“Coming out of me living is always thinking, / Thinking changing and changing living….”
These are the first lines of an unfamous poem by a famous poet. “In Memory of W. B. Yeats” and “September 1, 1939” are just a few dozen pages away in Auden’s Selected Poems, but I sometimes hesitate here, read these lines again, move my index finger in a little circle as I pass over each of the gerunds. Thinking, changing, changing, living.
Oh, the effortless, endless motion of those wee verbish wheels turning! But I stop here not exactly for them, or for their grammatical function (we could have, say, clapping, eating, smiling, with only the most superficial charm). I stop because I am invited to imagine the most vital processes of the human self—thought and change and life—fitted together and visible, as though the poet had lifted off the face of an old-fashioned watch.
Think of it: we look down from a star or some other satellite and see a series of storm systems pinwheeling across the Earth, silent and even gentle from our perch up in space. Indeed, later in the poem the speaker calls himself a “tiny observer of enormous world.” Oh, that one could hover above our world—so detached, so advanced, so adult.
In the next lines we learn that the speaker is also gazing downward, watching a few waterfowl from a bridge over a river. He later meets some friends who are behaving somewhat childishly, and he forgives them, piously and a little pompously—for they are frightened, alienated, “alone in flesh,” as, one assumes, are we all. At the poem’s end, he exhorts himself to be different, to “love my life, not as other, / Not as bird’s life, not as child’s”—and then ends in an avowal, spoken aloud: “‘Cannot,’ I said, ‘being no child now nor a bird.’” I found this to be a mature thing to say, pointed it out to friends of mine, even—really just a way of trying to say it too.
“Coming out of me living” is the second in a four-part series Auden wrote in 1929, when he was only twenty-two. This January, when I had just turned twenty-five, I pored over it for several days. At the time I thought I knew why it struck me so—the detachment, the self-assuredness—but it is clear now that some very young part of me was responding to one of the poem’s very young tendencies: the premature desire to declare oneself distant and self-assured and old.
January in Boston is frozen and lonely, and I wanted to reassure myself, against the deadening of all possibility, that it was natural to surrender possibility, that I had simply begun to age, that aging was natural and great and would bring wisdom. What I really wanted was to claim what I imagined to be the perspectival privilege of the agèd person without having earned it for an instant. (As if being old or wise meant being lofty, meant holding oneself apart from feeling, thinking oneself above life and change.)

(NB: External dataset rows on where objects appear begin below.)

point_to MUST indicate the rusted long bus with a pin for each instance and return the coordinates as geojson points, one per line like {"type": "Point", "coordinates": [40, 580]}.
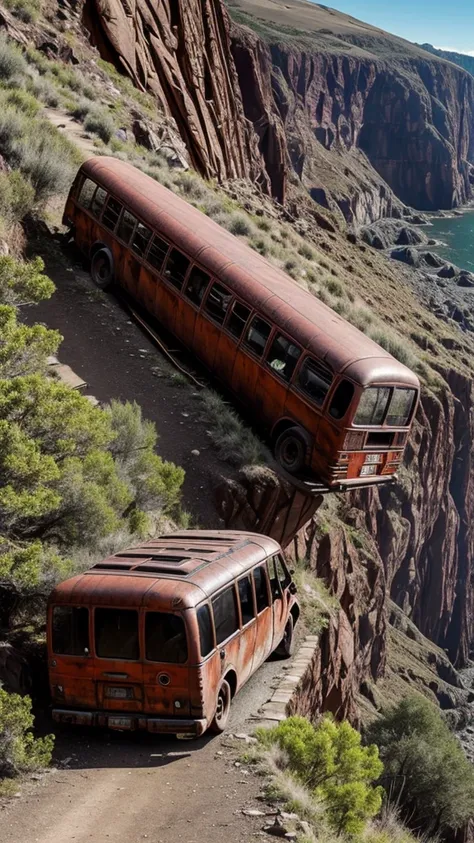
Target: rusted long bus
{"type": "Point", "coordinates": [334, 404]}
{"type": "Point", "coordinates": [162, 636]}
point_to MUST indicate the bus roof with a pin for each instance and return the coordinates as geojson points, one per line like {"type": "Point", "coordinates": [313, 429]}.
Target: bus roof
{"type": "Point", "coordinates": [176, 571]}
{"type": "Point", "coordinates": [265, 287]}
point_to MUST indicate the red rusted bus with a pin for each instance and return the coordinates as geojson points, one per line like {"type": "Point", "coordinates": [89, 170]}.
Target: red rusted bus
{"type": "Point", "coordinates": [334, 403]}
{"type": "Point", "coordinates": [161, 637]}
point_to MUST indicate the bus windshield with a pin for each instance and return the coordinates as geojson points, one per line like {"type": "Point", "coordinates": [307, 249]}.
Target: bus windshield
{"type": "Point", "coordinates": [383, 405]}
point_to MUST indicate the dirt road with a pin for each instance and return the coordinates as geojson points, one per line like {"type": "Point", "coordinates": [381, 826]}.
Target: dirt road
{"type": "Point", "coordinates": [114, 787]}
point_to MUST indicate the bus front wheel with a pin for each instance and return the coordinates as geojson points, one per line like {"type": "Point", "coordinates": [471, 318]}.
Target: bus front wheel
{"type": "Point", "coordinates": [102, 270]}
{"type": "Point", "coordinates": [291, 449]}
{"type": "Point", "coordinates": [221, 716]}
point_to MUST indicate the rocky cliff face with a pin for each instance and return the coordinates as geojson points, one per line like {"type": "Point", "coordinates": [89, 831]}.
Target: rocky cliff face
{"type": "Point", "coordinates": [361, 130]}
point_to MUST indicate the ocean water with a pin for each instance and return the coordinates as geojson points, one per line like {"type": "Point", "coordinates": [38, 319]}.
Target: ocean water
{"type": "Point", "coordinates": [457, 237]}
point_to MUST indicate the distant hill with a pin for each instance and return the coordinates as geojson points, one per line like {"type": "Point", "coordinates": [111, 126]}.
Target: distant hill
{"type": "Point", "coordinates": [467, 62]}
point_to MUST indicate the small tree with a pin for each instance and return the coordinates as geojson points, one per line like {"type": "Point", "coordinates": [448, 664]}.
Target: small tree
{"type": "Point", "coordinates": [330, 760]}
{"type": "Point", "coordinates": [426, 771]}
{"type": "Point", "coordinates": [20, 751]}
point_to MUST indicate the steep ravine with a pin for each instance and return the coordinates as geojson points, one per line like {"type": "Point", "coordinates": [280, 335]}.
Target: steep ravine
{"type": "Point", "coordinates": [363, 127]}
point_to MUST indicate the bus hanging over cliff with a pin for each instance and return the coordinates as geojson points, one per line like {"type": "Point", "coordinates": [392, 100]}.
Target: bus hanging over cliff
{"type": "Point", "coordinates": [335, 405]}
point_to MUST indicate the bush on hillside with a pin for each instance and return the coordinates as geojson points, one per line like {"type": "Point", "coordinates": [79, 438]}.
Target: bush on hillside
{"type": "Point", "coordinates": [99, 123]}
{"type": "Point", "coordinates": [20, 751]}
{"type": "Point", "coordinates": [426, 771]}
{"type": "Point", "coordinates": [330, 761]}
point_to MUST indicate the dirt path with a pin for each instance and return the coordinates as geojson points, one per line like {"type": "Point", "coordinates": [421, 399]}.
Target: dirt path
{"type": "Point", "coordinates": [117, 360]}
{"type": "Point", "coordinates": [110, 786]}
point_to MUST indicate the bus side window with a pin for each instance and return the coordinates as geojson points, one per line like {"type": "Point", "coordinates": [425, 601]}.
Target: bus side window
{"type": "Point", "coordinates": [238, 319]}
{"type": "Point", "coordinates": [98, 201]}
{"type": "Point", "coordinates": [314, 379]}
{"type": "Point", "coordinates": [341, 400]}
{"type": "Point", "coordinates": [176, 268]}
{"type": "Point", "coordinates": [246, 600]}
{"type": "Point", "coordinates": [217, 303]}
{"type": "Point", "coordinates": [226, 618]}
{"type": "Point", "coordinates": [261, 587]}
{"type": "Point", "coordinates": [157, 253]}
{"type": "Point", "coordinates": [141, 238]}
{"type": "Point", "coordinates": [257, 335]}
{"type": "Point", "coordinates": [283, 356]}
{"type": "Point", "coordinates": [196, 285]}
{"type": "Point", "coordinates": [87, 192]}
{"type": "Point", "coordinates": [126, 226]}
{"type": "Point", "coordinates": [206, 632]}
{"type": "Point", "coordinates": [111, 214]}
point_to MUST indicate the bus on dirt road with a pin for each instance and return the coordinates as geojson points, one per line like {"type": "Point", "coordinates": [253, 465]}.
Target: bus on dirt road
{"type": "Point", "coordinates": [162, 636]}
{"type": "Point", "coordinates": [335, 405]}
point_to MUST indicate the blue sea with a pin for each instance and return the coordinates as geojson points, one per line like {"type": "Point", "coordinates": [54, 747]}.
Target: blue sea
{"type": "Point", "coordinates": [457, 236]}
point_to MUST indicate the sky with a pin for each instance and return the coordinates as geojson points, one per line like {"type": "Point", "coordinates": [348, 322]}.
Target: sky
{"type": "Point", "coordinates": [448, 24]}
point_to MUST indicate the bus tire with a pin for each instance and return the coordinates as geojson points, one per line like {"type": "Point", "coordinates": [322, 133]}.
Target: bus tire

This was a mistake, but somewhere therein lies the poem’s real beauty. It’s always a grace to see a mistake you’ve made; it’s first a pain, then a joy, to see that someone else has expressed its every contour. And what a powerful act of imagination, when a child claims a soaring, ancient, bird’s-eye view. I now feel a little awful about having wanted to look down at—or, rather, down my nose at—an entire galaxy’s worth of creatures alone in flesh; still, I would never have felt the poem’s beauty so strongly, affirmed and echoed its declaration, at any other moment.
Poems help us change our living and thinking. Even when they seem to misguide us, they show us exactly how we’ve lost our way so that we may continue on. Now I am paging through my Selected Poems again, this time looking for a poem that will prepare me for the full green blast of late spring, for bulbs pushing up under dead leaf and cigarette butt, finding myself willing to wager for now that closeness to the ground is the best way to understand what comes up out of it.